On each turn there will be one judge and the rest of the players will be writers. Pick someone to be the judge for the first turn. Each player will get to be the judge once.

Create a Question
On your turn as judge, take a Question card and two Noun cards from the card box. Put the Noun cards to the right of the Question card in whatever order you prefer, and then read the resulting riddle to the group. For example, if the Question is “Why is … better than …” and the two Nouns are “an alligator” and “an English teacher”, the riddle can be either “Why is an alligator better than an English teacher?” or “Why is an English teacher better than an alligator?” Your choice.

Write Down Answers
Next flip over the sand timer. The other players have two minutes to write down their answers to the riddle. They should put only one answer per piece of paper but may write as many or as few answers as they like. Once time runs out, players may finish an answer they have started writing, but they may not start any others.

Pick Your Favorites
You now get to judge the answers. Select someone else in the group to read the answers out loud, so that you will not know who submitted which answer. That player should collect all the answers and mix them up, then read them. You can ask for repeats as necessary. Choose your two favorite answers; writers of those answers each win one of the two Noun cards used in the riddle. If the same person wrote both winning answers, that person wins both Noun cards. The Noun cards indicate a player’s score. Place the Question card behind the other Question cards in the card box.

Keep Going
Pass your turn as judge to the next person. Play so that everyone gets a turn at judging. The person with the most Noun cards at the end is the winner.

Notes
When it is your turn to judge, feel free to submit your own answers, just for fun. Naturally you may not vote for your own answers, even if they are very good.
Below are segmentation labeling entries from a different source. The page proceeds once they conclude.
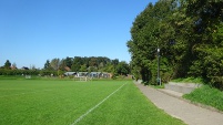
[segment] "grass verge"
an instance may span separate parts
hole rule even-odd
[[[1,125],[71,125],[124,85],[78,124],[182,125],[156,108],[130,81],[0,81]]]
[[[223,111],[223,92],[209,85],[203,85],[192,93],[183,95],[183,97],[194,103],[201,103]]]
[[[172,82],[176,83],[204,83],[201,77],[186,77],[186,79],[175,79]]]

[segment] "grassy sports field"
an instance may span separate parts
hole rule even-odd
[[[182,125],[131,81],[0,81],[0,125]]]

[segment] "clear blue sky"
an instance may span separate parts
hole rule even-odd
[[[129,62],[135,17],[158,0],[0,0],[0,66],[108,56]]]

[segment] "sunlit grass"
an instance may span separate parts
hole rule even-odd
[[[78,124],[183,124],[158,110],[130,81],[43,80],[0,81],[0,124],[71,125],[123,84]]]

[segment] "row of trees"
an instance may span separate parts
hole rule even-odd
[[[132,72],[144,83],[161,77],[202,77],[223,88],[223,1],[159,0],[135,18],[131,40]]]
[[[109,72],[115,75],[128,75],[130,73],[130,65],[124,61],[110,60],[103,56],[90,58],[65,58],[47,60],[44,67],[37,70],[34,67],[16,69],[16,63],[11,64],[9,60],[0,69],[0,75],[17,75],[17,74],[40,74],[40,75],[61,75],[64,72]]]

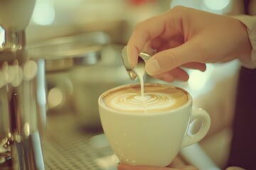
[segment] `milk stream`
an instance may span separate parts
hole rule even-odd
[[[141,85],[141,96],[142,99],[144,98],[144,79],[143,77],[146,73],[145,69],[145,64],[143,62],[139,62],[135,68],[136,73],[138,74],[138,77],[139,79],[140,85]]]

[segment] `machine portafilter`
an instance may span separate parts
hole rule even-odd
[[[26,50],[36,0],[0,0],[0,169],[44,169],[44,62]]]

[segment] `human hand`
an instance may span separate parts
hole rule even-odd
[[[166,81],[186,81],[179,67],[204,71],[206,63],[238,58],[250,62],[252,46],[246,27],[238,20],[176,6],[138,23],[127,43],[132,67],[142,51],[156,51],[146,64],[152,76]]]

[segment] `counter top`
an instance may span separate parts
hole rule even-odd
[[[72,114],[52,114],[47,120],[41,137],[46,169],[115,169],[115,158],[102,130],[79,127]]]

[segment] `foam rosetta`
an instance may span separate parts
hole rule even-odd
[[[174,109],[185,104],[188,96],[185,91],[169,86],[144,86],[142,96],[139,86],[130,86],[109,94],[105,104],[115,110],[152,112]]]

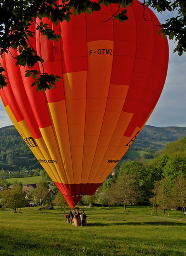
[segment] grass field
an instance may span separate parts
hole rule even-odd
[[[21,182],[23,185],[27,184],[34,184],[36,182],[38,182],[42,180],[41,176],[35,176],[34,177],[26,177],[25,178],[12,178],[10,179],[7,179],[7,180],[12,184],[16,181],[18,182]]]
[[[67,225],[60,208],[0,209],[0,255],[186,255],[186,216],[150,207],[83,208],[88,226]],[[68,212],[69,208],[66,211]]]

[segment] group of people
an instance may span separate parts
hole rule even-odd
[[[67,219],[67,224],[69,223],[74,223],[74,219],[81,219],[81,225],[82,227],[84,227],[84,219],[86,218],[86,215],[83,211],[83,213],[80,210],[80,212],[77,211],[78,209],[76,208],[75,210],[70,210],[70,212],[65,215]]]

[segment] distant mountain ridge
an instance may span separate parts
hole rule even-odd
[[[122,159],[153,158],[166,144],[186,136],[186,127],[145,125]],[[42,168],[13,125],[0,128],[0,170]]]

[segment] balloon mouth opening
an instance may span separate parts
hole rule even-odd
[[[64,195],[64,194],[62,194],[71,208],[74,208],[83,195],[71,196],[67,195]]]

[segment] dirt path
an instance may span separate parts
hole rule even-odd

When judging answers, it usually helps to split the answers into “maybe” and “no” piles as they are read, and then reread the “maybe” pile until you get down to two answers.

If two or more people submit the exact same answer, and the judge picks it, take out extra Noun cards and give one to each player. Although more than one person may have scored for the same answer, it still counts as only one winner. The judge must pick a different answer as the second winner.